The game is physical enough for me, and getting rid of things like hand-checking and ridiculously hard fouls has undoubtedly made things better.

If any change has made the modern game “soft” it is the way the refs call the game. There are far too many technical fouls given out for minor offenses, and they are so randomly applied that players never know what to expect.

This season Trey Murphy III of the New Orleans Pelicans got a technical for staring AT HIS OWN TEAMMATES after a big dunk. It was called “taunting,” yet we see other players do way worse nearly every game with no calls. It might have been the weakest technical in the history of the NBA, but unfortunately is becoming a much more regular occurrence.

A little taunting just ramps up the intensity of the game and is completely harmless in the grand scheme of things. We don’t need to see guys jawing at each other after every play, but can we cut out these technical fouls for things that wouldn’t even get a second glance on the playground?

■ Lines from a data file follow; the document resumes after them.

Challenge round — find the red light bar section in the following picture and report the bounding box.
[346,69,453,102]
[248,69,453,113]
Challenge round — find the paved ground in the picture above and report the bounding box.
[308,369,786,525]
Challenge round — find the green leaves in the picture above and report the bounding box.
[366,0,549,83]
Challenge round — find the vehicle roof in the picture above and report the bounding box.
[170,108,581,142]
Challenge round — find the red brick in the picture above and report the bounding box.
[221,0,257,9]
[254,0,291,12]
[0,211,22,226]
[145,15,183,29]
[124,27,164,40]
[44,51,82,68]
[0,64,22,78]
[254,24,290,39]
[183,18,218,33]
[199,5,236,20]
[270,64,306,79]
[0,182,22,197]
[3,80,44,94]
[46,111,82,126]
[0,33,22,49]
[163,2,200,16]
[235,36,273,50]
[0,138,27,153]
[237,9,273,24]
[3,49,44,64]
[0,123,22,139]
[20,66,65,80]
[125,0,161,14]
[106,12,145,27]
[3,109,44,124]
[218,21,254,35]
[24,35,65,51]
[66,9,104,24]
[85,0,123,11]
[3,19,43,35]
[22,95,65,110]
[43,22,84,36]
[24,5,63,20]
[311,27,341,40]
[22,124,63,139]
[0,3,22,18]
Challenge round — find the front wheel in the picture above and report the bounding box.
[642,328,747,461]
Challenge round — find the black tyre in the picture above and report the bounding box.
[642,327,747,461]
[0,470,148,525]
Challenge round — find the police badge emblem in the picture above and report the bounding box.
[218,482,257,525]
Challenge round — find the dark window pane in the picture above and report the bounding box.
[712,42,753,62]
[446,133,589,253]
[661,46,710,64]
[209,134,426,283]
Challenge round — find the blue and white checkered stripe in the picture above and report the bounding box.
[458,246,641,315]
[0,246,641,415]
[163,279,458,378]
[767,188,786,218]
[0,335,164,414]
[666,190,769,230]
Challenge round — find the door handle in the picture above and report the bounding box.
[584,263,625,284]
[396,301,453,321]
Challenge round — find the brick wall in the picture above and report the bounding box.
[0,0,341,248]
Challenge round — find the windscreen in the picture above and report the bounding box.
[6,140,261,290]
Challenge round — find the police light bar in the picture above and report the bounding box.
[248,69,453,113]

There are also way too many flagrant fouls called in the NBA now. I get that they want to protect players from injuries, and no one is suggesting we bring back some of the clotheslines and dirty plays we saw in the 80’s and 90’s, but most of what used to be called “playoff fouls” are now flagrant in the NBA.

It has sucked some of the life out of the game when you can’t foul a guy to stop him from having an open lay-up in the playoffs or even make eye contact with your opponent without getting T’d up for taunting.

I don’t think it’s the players who are “soft,” as guys have always whined to the refs, flopped and tried to get calls, the difference is that now every minor infraction is a flagrant or technical foul, which has definitely hurt playoff intensity.